About a year ago, Cyrusoft, maker of a (not that great) email program called Mulberry, closed its doors and liquidated. This was likely because large portions of the commodity software market are now free (or at least bundled with other things people need) -- in the past, there was a time many people paid for their browser (I never did), their email client (I paid $40 for PMMail for OS/2), and various other things. Whether it's Microsoft's plot to knock out aplication software markets that changed this or the work of the open source community, those times are long past, and a commercial email program with a shoddy interface, trying to compete with Outlook Express, Mail.app, or the next-generation webmails, is simply doomed. Programs are labours of love (or they can be) -- very recently, the original developer of Mulberry dug up the cash to buy the software rights from the creditors on the corpse of the company, and he's offering it for free. Having occasionally been close to people in similar situations, I can say that he's lucky that the creditors were willing to deal with him -- I've seen people who had high aspirations to de-business-ise their work after a company fails only to have it tied up for many years afterwards. In one sense, I've always felt it was their fault -- getting one's ideas too close to business-types is a recipe for disaster, but, like watching a lifelong smoker wheeze painfully, some part of me did feel bad for them.
Rage of the Stage Players are putting on a dark stageplay interpretation of Alice in Wonderland. I'm thinking about going to the showing on the 8th or the 9th. It sounds bizarre and interesting... their summary:
In this dark, gritty, and mature interpretation of a childhood
classic, you'll join a Catholic school girl named Alice, as she
wanders through a city of questionable virtue. Along the way, she'll
encounter a host of re-imagined, real-world counterparts to Carroll's
classic characters, including...a skater punk, a victim of
Alzheimer's Disease, a drug-addict with a smile that just won't quit,
and a dominatrix with her own bondage club.
- MC Frontalot redid his website, and has some new mp3s to download.

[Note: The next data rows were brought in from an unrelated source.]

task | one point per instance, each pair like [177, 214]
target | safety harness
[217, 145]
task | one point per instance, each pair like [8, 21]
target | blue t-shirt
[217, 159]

- On the upside, Somalia's government-less state of affairs is beginning to come to an end. On the downside, large portions of the state are coming under Sharia. On the upside, they're protecting the environment a bit from looters. I'm not sure if this is more because they don't like looters or because they actually care for nature.
- The IRS is to privatise tax collection, although they're admitting that it's not what they really should be doing -- it would be considerably more efficient to hire more revenue officers, and there would be no conflict of interest involved in doing so while with private companies, any public interest is penalised by the competitive system. I don't find the urge to privatise for efficiency reasons to be generally a good idea in most markets where it's a concern. Privatisation does, compared to the way state systems do now, provide certain benefits -- more flexible exploration of alternatives for efficiency, motivation, etc, but there is no principled reason an enlightened society with a carefully structured could not do those and more. Keeping things in-government also ensures a certain amount of lower overhead as venture capitalists do not need lucrative returns, and of course a concern for the good of the people can be built into the system without market force penalisation or the distraction of lucre. There is nothing about being in the private sector that inherently suggests greater efficiency -- in the end, people do necessary labour, regardless of the systems around them.
- Kurds call for Saddam's blood as he's in trial again, blaming him for all their woes. Perhaps, just perhaps, if they had been interested in avoiding all of that, they might've tried not continually attempting to overthrow the government? I don't pass judgement on whether civil war is good in some external sense, but it is a known path of blood.
- Hmm. It seems to me that it would've been very amusing to fly off without the Brits (but with their baggage) than to handle things as they were handled.